Among those waiting to pay 25,000 yen (£140) for the machine was Anthon Thomas, a 19-year-old British student, who said: "Nintendo, they make games, they don't make just game machines; so whenever they make something, you know it is going to be quality."

The GameCube, which goes on sale in Britain next spring, has had a mixed reaction from stores in Japan.

"I wouldn't say the sales have been explosive, but the GameCubes have been selling well, but maybe not as well as PlayStation 2 [when it debuted]," said a spokesman for Culture Convenience Club, a Japanese retailer.

The other two giants in the console market are Sony, which launched PlayStation 2nearly 18 months ago in Japan but only in the past year in Europe, and Microsoft, whose Xbox launch has been repeatedly delayed and will not now arrive in the US until next year.
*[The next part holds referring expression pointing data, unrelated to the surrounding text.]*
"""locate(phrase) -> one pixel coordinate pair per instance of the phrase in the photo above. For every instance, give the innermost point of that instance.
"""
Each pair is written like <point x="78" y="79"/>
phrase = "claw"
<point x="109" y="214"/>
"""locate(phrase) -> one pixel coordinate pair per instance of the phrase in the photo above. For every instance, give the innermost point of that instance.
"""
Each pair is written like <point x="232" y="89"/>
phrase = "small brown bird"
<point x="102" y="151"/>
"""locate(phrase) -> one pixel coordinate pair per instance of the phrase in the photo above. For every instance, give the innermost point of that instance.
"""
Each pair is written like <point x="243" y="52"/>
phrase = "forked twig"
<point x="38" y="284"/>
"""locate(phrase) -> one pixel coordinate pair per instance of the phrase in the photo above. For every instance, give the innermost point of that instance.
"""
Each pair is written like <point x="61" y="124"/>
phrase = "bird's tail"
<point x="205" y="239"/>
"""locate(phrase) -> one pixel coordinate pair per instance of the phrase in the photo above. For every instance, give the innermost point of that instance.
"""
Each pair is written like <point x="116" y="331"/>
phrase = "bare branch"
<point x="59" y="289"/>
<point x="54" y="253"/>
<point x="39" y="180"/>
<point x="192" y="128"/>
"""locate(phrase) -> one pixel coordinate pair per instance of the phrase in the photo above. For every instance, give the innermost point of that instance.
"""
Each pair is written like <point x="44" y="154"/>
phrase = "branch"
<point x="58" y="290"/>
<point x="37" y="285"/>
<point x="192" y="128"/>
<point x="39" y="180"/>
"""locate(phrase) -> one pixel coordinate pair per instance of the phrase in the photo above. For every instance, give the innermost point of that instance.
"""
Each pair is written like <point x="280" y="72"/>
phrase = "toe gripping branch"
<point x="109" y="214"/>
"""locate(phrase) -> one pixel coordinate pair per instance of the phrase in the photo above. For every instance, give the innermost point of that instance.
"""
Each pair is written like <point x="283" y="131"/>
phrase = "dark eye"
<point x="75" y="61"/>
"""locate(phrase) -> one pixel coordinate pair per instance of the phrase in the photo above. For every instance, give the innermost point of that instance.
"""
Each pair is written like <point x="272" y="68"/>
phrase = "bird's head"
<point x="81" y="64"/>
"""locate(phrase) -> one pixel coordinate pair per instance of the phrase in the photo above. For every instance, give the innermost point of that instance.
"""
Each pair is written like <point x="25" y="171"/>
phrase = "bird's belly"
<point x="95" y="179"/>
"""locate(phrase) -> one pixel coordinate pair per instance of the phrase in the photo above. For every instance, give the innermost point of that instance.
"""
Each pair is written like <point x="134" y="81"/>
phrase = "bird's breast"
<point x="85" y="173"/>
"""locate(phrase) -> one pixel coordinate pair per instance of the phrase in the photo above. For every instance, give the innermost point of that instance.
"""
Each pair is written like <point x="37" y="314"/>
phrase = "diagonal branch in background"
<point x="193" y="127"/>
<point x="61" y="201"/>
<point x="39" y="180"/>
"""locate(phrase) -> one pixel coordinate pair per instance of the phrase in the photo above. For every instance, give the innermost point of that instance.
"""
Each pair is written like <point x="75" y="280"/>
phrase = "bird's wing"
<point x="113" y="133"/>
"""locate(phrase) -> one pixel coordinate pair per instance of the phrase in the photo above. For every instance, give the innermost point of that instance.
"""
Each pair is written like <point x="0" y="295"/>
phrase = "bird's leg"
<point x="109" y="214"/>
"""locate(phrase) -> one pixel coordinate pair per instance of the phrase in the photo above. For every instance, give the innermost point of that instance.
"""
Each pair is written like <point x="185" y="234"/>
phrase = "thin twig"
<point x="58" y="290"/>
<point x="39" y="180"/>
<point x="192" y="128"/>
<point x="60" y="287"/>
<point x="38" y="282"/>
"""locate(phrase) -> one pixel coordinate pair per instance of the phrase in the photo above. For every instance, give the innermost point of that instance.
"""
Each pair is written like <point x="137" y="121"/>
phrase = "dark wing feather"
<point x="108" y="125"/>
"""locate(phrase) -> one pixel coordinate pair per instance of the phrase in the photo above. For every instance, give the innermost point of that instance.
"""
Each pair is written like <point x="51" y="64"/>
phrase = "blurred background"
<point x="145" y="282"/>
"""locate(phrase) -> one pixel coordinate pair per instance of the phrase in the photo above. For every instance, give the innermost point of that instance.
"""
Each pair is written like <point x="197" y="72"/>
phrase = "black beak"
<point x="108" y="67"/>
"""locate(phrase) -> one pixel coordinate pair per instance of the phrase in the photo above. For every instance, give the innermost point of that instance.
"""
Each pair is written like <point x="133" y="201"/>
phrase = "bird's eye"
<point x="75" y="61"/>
All three manufacturers let publishers write most of the games for their platforms and take a royalty; the consoles are typically sold at a loss.

Sega, which was once Nintendo's main rival, announced this year that it would stop making consoles after four years of heavy losses. Instead, it will write software for its former rivals' consoles. However, Nintendo's strategy is to aim for a simple, low-cost console in the hope of selling more.

While PlayStation 2 and the Xbox will cost more than £200 and offer features such as DVD playback and high-speed network connections, the GameCube will just play games. All three machines run on 128-bit processors – up to four times as powerful as standard PCs. However, that power is necessary to produce convincing graphics onscreen.

David Gosen, European sales and marketing director for Nintendo, said the games focus meant there had been "huge" expectation for the new product. "Although what goes in to the box is important, it's what comes out of it that counts the most, and what comes out of GameCube is unparalleled."

The company hopes to sell 4 million by next March, 1.4 million of them in Japan this year.